Caro Direttore,
i giornali, si dice, campano sulle brutte notizie. Fortunatamente, accadono di tanto in tanto avvenimenti belli e significativi, che meritano di essere pubblicizzati in maniera adeguata.
Ecco di seguito una bella notizia: a Zurigo sono partiti i lavori di ristrutturazione della Casa d’Italia, dopo anni di inerzia e di abbandono. Lo abbiamo appreso ascoltando alcuni giorni or sono la presentazione del progetto dei lavori, nel corso di un incontro cui hanno preso parte l’ambasciatore a Berna Lorenzo Cornado assieme all’ex titolare dell’ufficio consolare Zurighese Giulio Alaimo e all’attuale Console generale Mario Baldi.
Forse è poco noto, ma il vasto edificio che ospita la Casa d’Italia non ha soltanto un valore affettivo per la comunità degli italiani qui residenti, che ad esso guardano da sempre come a un imprescindibile punto di riferimento, ma è anche un pregevole esempio di architettura italiana a Nord delle Alpi. Un’utile prospettiva, sul passato e sul presente della Casa d’Italia, ci è stata offerta negli anni scorsi da Tindaro Gatani, uno storico valoroso, col suo libro: ”La Casa d’Italia di Zurigo”, che mi permetto di raccomandare all’attenzione dei lettori.
Vorrei aggiungere una annotazione che è critica, ma anche, in qualche modo, autocritica. Nel presentare il progetto per i lavori di ristrutturazione della Casa d’Italia, non si è parlato di colui che ne è stato, in una certa misura, il maggiore protagonista. Parlo dell’ex console generale Francesco Barbaro, il quale nel 2016, alla vigilia del suo ritiro dal servizio, riuscì a stroncare il progetto di alienazione della Casa d’Italia e la sua trasformazione in un centro commerciale.

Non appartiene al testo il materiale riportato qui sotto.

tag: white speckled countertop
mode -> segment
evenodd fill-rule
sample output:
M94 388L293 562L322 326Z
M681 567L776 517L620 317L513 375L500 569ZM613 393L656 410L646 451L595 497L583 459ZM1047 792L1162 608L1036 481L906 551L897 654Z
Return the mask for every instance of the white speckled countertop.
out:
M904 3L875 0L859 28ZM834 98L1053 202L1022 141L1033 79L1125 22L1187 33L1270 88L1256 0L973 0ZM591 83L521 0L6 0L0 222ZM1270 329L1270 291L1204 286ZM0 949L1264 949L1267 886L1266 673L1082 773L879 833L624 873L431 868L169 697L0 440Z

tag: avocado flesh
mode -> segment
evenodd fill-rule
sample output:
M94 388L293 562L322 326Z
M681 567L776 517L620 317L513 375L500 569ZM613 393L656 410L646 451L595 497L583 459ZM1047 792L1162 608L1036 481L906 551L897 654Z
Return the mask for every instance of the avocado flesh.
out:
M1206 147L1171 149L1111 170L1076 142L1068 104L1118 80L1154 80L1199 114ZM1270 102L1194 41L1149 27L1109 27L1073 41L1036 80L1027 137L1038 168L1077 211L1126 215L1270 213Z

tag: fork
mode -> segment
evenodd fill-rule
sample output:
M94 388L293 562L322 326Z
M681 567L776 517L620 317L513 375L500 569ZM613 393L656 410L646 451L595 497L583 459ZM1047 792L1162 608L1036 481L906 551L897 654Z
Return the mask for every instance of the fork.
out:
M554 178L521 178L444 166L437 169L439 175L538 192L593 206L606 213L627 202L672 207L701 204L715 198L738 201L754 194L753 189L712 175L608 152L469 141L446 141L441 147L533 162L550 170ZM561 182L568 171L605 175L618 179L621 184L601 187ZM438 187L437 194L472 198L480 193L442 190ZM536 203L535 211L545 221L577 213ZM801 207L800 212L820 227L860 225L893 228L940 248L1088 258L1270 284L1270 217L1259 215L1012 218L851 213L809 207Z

Siffatta iniziativa era stata prospettata al Ministero degli esteri dall’allora ambasciatore a Berna, che agiva apparentemente d’intesa con un gruppo di cosiddetti imprenditori italo-svizzeri. È facile immaginare le ricadute economiche di un progetto di impronta squisitamente commerciale: Il ritorno economico sarebbe stato presumibilmente di decine di milioni di euro, ma per la collettività italiana si sarebbe trattato di una perdita irrimediabile.
A me sembra giusto rendere ora omaggio all’azione di quel valoroso funzionario.